Angela mia, dovete ben sapere
Ch'ogni Diva hà il Trent'un el mal francese,
O tardi, o presto, ad ogni modo havere,
Che 'l veggia el sappia ogn'un chiaro e palese.
Circa al Trent'un, con poco dispiacere
Sete uscita d'affanni a vostre spese.
Hor venghin via le bolle, accioche vuoi
Non stiate più in pensier, co i fatti suoi.
Ecco, Signora Angela Zaffa, in tanto
Che 'l mal francese occulto scoprirete,
Di voi il Trent'un, qual Vangelista, canto;
E s'io punt'erro, mi correggerete,
Perche il fatto v'è noto tutto quanto;
E meglio tutto a mente lo sapete,
Che non sà la Zaffetta, al Trent'un corsa,
Cavar l'anima el cuore d'ogni borsa.
Puttane infami, che tanto sdegnate
Tener un gentil'huom per vostro amante,
D'un gentil'huomo un arlasso ascoltate
Fatto da una gentil porca galante,
Ch'hà privilegio fra le nominate,
Qual fra le vacche la Puttana Errante;
E finir senza dubio vi prometto,
Come ch'io hò, quel ch'hò da dirvi, detto.
Signor, sono in Venetia, gratia Dei,
Tre legioni o quattro di puttane,
Ruina de' patritij e de' plebei,
Parte in gran case, parte in carampane;
Ma fra tante migliaia un cinque o sei,
A forza di belletti e d'ambracane,
Cuopronsi sua bruttezza stomacosa,
Che le poltrone paion qualche cosa.
Fra queste poche ce n'è una sola
Che tiensi prima in la fottuta setta.
Non è la Grifa, non è la Bigola,
Che le parole profuma e belletta.
Aiutatemi a scioglier la parola;
Hà la sua altezza nome la Zaffetta,
Che si tien nata di sangue reale,
Poiche patrigno l'hà Borrin bestiale.
Conta talhor la sua genealogia,
E fassi figlia del Procuratore
Da cà Grimani, ch'a sua madre ria
Già fece a che l'è dentro, a che l'è fuore.

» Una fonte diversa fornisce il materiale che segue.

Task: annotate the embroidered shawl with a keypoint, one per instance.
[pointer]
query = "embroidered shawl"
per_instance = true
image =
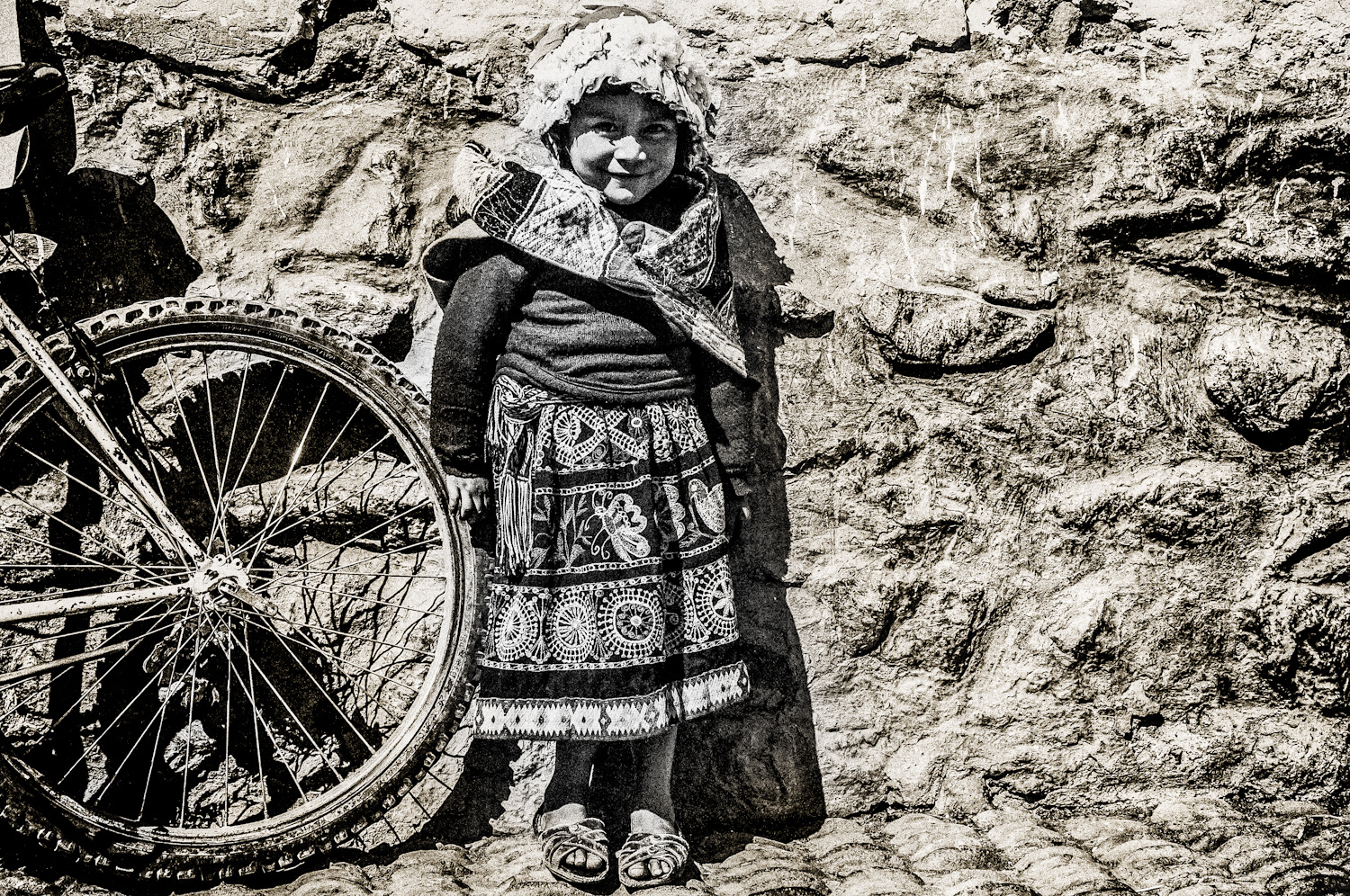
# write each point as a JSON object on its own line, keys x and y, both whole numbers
{"x": 554, "y": 216}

Ma vienmi humore ne la fantasia
Di cantar puntualmente in bel tenore
Il suo gran grado in omnibus, e come
S'hà guadagnato il puttanesco nome.
Nol vuò dir nò, perche de le puttane
Sempre giostran dal par, principio e fine.

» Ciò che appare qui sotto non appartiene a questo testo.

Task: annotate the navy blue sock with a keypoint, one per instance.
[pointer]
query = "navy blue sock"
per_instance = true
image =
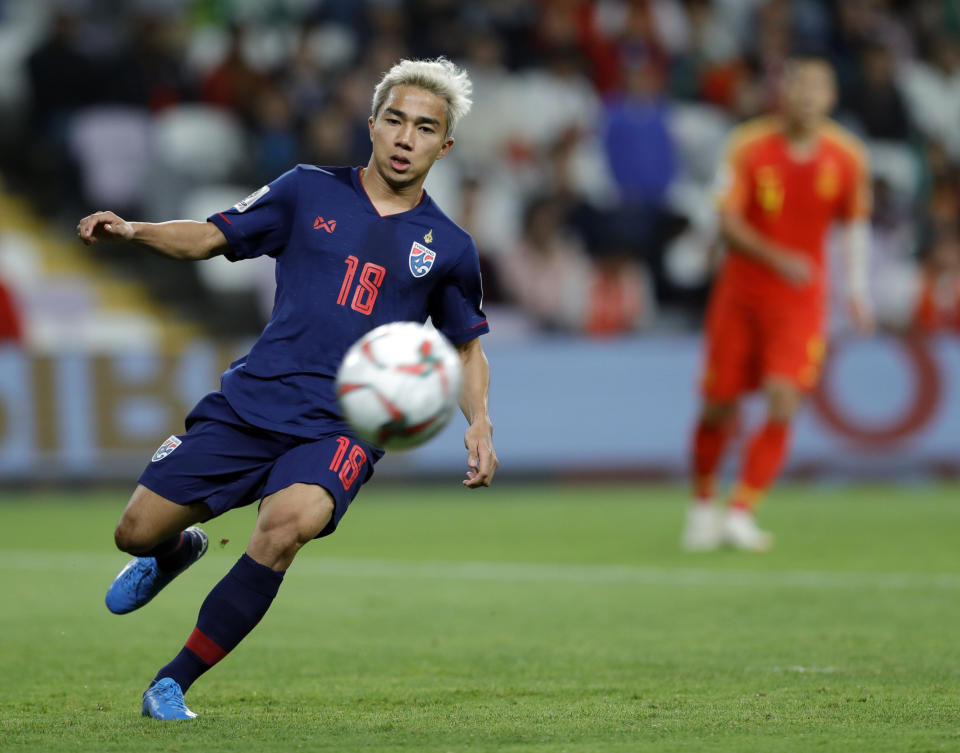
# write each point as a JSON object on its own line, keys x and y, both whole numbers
{"x": 175, "y": 552}
{"x": 230, "y": 611}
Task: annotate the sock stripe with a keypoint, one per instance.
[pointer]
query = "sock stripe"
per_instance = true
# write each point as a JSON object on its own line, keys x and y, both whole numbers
{"x": 208, "y": 651}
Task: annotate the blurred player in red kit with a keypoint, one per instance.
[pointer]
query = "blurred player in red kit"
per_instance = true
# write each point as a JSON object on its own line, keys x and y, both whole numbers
{"x": 785, "y": 180}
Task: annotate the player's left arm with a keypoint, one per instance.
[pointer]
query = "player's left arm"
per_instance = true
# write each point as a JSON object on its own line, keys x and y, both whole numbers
{"x": 856, "y": 245}
{"x": 475, "y": 404}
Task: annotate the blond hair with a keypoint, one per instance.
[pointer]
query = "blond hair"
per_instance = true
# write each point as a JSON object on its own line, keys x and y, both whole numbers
{"x": 438, "y": 76}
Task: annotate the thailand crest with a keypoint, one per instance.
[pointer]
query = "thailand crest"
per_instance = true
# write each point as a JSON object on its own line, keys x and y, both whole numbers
{"x": 421, "y": 259}
{"x": 165, "y": 449}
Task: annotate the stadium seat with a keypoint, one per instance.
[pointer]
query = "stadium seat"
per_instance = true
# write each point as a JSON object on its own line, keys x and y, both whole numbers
{"x": 199, "y": 142}
{"x": 218, "y": 275}
{"x": 109, "y": 143}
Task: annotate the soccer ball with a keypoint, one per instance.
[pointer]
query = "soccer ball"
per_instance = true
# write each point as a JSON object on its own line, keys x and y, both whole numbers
{"x": 399, "y": 384}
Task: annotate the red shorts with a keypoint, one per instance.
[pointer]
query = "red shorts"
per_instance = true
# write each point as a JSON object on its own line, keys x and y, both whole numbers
{"x": 747, "y": 343}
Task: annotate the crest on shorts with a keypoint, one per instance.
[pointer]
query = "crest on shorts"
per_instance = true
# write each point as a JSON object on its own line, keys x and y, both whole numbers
{"x": 421, "y": 259}
{"x": 165, "y": 449}
{"x": 245, "y": 204}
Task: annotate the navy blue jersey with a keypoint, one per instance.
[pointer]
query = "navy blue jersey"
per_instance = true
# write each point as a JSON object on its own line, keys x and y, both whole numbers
{"x": 342, "y": 269}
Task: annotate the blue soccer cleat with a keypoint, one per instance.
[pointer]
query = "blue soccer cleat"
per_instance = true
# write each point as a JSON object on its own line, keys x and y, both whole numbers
{"x": 142, "y": 579}
{"x": 164, "y": 700}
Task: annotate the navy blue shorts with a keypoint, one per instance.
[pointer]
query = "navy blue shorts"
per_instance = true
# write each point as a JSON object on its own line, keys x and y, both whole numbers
{"x": 225, "y": 462}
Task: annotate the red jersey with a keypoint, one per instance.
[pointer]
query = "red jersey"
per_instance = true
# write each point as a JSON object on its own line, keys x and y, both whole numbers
{"x": 792, "y": 200}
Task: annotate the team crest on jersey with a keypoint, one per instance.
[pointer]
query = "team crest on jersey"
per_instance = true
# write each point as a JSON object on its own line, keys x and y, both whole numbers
{"x": 165, "y": 449}
{"x": 245, "y": 204}
{"x": 421, "y": 259}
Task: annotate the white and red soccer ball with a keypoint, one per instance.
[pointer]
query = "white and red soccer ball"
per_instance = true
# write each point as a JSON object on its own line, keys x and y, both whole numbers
{"x": 399, "y": 385}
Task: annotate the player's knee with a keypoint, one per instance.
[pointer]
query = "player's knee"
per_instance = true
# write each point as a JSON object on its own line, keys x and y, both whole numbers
{"x": 782, "y": 402}
{"x": 716, "y": 412}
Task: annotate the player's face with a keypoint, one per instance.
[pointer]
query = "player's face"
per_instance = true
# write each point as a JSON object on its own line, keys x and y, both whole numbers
{"x": 408, "y": 135}
{"x": 809, "y": 92}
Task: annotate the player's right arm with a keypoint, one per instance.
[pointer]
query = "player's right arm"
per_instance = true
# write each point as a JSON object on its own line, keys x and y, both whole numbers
{"x": 734, "y": 190}
{"x": 178, "y": 239}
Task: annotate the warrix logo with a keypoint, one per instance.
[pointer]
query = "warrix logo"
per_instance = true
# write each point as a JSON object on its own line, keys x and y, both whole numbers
{"x": 328, "y": 225}
{"x": 165, "y": 449}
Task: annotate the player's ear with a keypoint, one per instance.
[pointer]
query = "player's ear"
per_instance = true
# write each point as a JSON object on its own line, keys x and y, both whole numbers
{"x": 445, "y": 149}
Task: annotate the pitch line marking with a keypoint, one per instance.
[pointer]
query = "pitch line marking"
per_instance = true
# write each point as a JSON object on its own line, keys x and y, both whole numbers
{"x": 521, "y": 572}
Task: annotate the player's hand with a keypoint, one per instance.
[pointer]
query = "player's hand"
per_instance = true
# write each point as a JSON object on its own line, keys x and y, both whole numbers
{"x": 795, "y": 269}
{"x": 99, "y": 225}
{"x": 862, "y": 315}
{"x": 481, "y": 457}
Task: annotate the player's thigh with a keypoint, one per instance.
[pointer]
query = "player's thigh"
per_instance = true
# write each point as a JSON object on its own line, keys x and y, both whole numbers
{"x": 731, "y": 355}
{"x": 783, "y": 397}
{"x": 339, "y": 464}
{"x": 149, "y": 519}
{"x": 221, "y": 461}
{"x": 288, "y": 519}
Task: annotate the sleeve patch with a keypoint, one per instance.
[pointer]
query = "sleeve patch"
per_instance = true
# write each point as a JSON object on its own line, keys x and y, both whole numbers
{"x": 245, "y": 204}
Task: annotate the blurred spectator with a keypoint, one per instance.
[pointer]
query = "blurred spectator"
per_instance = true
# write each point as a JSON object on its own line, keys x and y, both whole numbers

Cominciano a ingrandirsi con un pane,
E con un pan finiscon le meschine.
Basta che la Zaffetta è in ambracane,
In seta e in or, con pompe alte e divine,
Non già per sua virtù, bellezza o gratia,
Ch'ella nascendo nacque in la disgratia.
Il caso del suo grande et alto stato,
Che i nostri gentil'huomini ogn'hor soia,
D'una tal sorte di corrivi è nato,
Che per morbezza, per gara e per foia,
Cercando hor l'uno, hor l'altro scioperato,
Con quest'Arpia, ch'a chi più l'ama annoia,
Gl'han dato senza merito e diletto
L'anima e i soldi, a lor marcio dispetto.

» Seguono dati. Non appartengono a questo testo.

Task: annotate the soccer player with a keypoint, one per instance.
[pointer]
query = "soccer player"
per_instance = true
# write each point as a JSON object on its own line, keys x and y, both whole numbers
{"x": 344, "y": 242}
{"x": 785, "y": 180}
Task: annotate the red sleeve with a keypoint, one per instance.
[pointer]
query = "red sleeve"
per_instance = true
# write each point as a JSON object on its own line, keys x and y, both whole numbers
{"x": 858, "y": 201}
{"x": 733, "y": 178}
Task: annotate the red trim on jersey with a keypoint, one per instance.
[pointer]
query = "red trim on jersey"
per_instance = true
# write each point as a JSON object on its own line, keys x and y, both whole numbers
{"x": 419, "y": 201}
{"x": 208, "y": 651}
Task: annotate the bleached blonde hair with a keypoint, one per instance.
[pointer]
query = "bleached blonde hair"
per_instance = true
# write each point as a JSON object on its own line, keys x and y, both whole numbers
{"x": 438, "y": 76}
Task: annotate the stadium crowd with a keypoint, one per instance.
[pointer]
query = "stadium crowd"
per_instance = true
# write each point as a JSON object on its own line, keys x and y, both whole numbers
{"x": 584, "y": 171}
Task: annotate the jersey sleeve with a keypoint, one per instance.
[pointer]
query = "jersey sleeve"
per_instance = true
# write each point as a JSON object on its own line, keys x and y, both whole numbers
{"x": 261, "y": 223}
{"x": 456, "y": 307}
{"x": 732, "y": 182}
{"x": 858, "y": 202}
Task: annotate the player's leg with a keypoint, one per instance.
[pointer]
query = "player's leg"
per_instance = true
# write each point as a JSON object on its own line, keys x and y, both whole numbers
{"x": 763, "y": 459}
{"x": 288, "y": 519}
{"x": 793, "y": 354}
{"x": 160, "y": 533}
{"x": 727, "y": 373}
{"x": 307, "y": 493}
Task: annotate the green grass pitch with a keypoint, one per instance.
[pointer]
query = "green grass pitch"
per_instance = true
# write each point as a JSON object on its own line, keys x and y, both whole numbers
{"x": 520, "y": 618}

Perdonatemi, giovani; l'amore
Ch'io vi porto fa dirmi ciò ch'io dico.
Sapete ben che vi son servitore,
Non pur compagno, fratello et amico.
Poi ne la lingua io hò quel c'hò nel core;
L'hò detto, et hor di nuovo lo ridico:
Le vostre gare, e non gratia o bellezza,
Hanvi abbassati, e lei posta in altezza.
Hora ch'accade? la Zaffetta Diva,
Diciam bella, gratiosa e virtuosa,
Poich'ella del cervello e danar priva
Ciascun con la sua faccia artificiosa,
Fra l'incazzita sua gran comitiva,
Havea un amante, ch'è si gentil cosa,
Pieno di gentilezza e cortesia;
E se non fusse il ver, non lo diria.